I am just a little confused on the following: I am training a neural network and have it print out the losses. I am training it over 4 iterations just to try it out, and use batches. I normally see loss functions as parabolas, where the losses would decrease to a minimum point before increasing again. But my losses keep increasing as the iteration progresses.
For example, let's say there are 100 batches in each iteration. In iteration 0, losses started at 26.3 (batch 0) and went up to 1500.7 (batch 100). In iteration 1, it started at 2.4e-14 and went up to 80.8.

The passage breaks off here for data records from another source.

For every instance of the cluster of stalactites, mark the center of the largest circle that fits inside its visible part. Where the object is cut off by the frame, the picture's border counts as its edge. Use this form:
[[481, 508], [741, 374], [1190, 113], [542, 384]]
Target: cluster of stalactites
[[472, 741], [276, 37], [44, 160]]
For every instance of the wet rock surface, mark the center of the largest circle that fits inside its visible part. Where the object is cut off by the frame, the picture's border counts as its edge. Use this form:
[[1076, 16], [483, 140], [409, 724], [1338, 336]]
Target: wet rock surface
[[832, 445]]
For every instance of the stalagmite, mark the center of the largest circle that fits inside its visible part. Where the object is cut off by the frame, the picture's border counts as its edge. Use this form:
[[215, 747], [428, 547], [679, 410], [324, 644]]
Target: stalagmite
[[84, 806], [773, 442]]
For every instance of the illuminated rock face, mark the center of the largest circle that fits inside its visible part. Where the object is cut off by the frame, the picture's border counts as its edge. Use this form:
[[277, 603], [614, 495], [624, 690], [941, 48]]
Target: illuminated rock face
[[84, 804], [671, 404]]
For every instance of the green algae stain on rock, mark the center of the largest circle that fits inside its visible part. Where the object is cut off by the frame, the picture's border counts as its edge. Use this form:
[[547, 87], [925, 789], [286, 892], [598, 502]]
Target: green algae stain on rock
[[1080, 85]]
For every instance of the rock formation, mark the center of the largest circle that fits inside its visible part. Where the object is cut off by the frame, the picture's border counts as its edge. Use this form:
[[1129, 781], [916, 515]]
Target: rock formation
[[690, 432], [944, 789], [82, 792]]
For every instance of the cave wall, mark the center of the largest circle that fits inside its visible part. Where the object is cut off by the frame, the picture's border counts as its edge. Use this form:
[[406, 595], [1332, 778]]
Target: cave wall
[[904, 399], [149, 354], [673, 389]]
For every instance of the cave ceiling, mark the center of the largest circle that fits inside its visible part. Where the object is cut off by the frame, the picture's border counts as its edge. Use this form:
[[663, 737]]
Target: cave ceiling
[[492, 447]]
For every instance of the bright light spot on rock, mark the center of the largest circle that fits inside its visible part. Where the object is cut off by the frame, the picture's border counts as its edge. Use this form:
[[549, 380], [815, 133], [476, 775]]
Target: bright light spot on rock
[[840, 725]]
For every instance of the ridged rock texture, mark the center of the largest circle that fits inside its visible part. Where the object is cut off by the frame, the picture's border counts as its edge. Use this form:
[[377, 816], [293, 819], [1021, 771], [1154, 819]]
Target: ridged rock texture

I am following an example from spacy (https://spacy.io/usage/examples#training-ner). Should I be comparing the losses across batches instead (i.e. if I take the points from all of the batch 0s it should resemble a parabola)?
If you are using the exact same code as linked, this behaviour is to be expected.
for itn in range(n_iter):
random.shuffle(TRAIN_DATA)
losses = {}
# batch up the examples using spaCy's minibatch
batches = minibatch(TRAIN_DATA, size=compounding(4.0, 32.0, 1.001))
for batch in batches:
texts, annotations = zip(*batch)
nlp.update(
texts, # batch of texts
annotations, # batch of annotations
drop=0.5, # dropout - make it harder to memorise data
losses=losses,
)
print("Losses", losses)
An "iteration" is the outer loop: for itn in range(n_iter)
. And from the sample code you can also infer that losses
is being reset every iteration. The nlp.update
call will actually increment the appropriate loss in each call, i.e. with each batch
that it processes.
So yes: the loss increases WITHIN an iteration, for each batch that you process. To check whether your model is actually learning anything, you need to check the loss across iterations, similar as how the print
statement in the original snippet only prints after looping through the batches, not during.
Hope that helps!